La traversée autoroutière de Fribourg prépare sa mise en tranchée couverte
La Confédération a fini par engager le projet de couverture complète de l’A12 entre Givisiez et Granges-Paccot. Le fruit de ses études sera mis à l’enquête dans quelques semaines. La Confédération entend favoriser le développement d’une capitale fribourgeoise coupée en deux.

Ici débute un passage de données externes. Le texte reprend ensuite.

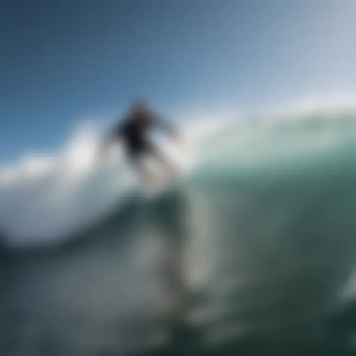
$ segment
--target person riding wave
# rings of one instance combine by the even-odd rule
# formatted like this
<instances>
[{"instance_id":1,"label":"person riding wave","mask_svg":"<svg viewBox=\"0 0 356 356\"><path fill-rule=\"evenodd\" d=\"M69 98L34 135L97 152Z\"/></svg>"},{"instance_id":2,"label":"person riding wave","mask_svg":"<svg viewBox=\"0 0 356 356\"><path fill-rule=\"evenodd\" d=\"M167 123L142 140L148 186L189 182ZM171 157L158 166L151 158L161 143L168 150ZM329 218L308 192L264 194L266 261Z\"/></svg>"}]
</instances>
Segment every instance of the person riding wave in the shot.
<instances>
[{"instance_id":1,"label":"person riding wave","mask_svg":"<svg viewBox=\"0 0 356 356\"><path fill-rule=\"evenodd\" d=\"M146 157L158 161L170 176L175 176L177 170L173 163L149 138L151 130L156 128L163 131L173 138L181 140L176 128L154 113L145 100L137 101L123 120L115 125L106 136L98 159L102 160L112 143L121 140L124 143L129 161L143 174L146 182L151 183L155 180L155 177L144 167L143 160Z\"/></svg>"}]
</instances>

Crédit image: Google, Airbus, Landsat / Copernicus, Data SIO, NOAA, U.S Navy, NGA, GEBCO
La Confédération entend végétaliser un maximum l’espace qui pourrait être libéré par son projet.
Fini le temps où les autoroutes coupaient en deux les villes et leur expansion. Fribourg caresse depuis longtemps le rêve de couvrir l’A12 entre Givisiez et Granges-Paccot. L’Office fédéral des routes a capté les vertus de ce projet routier dont le coût est estimé à 200 millions. Il le mettra à l’enquête à la fin de l’été.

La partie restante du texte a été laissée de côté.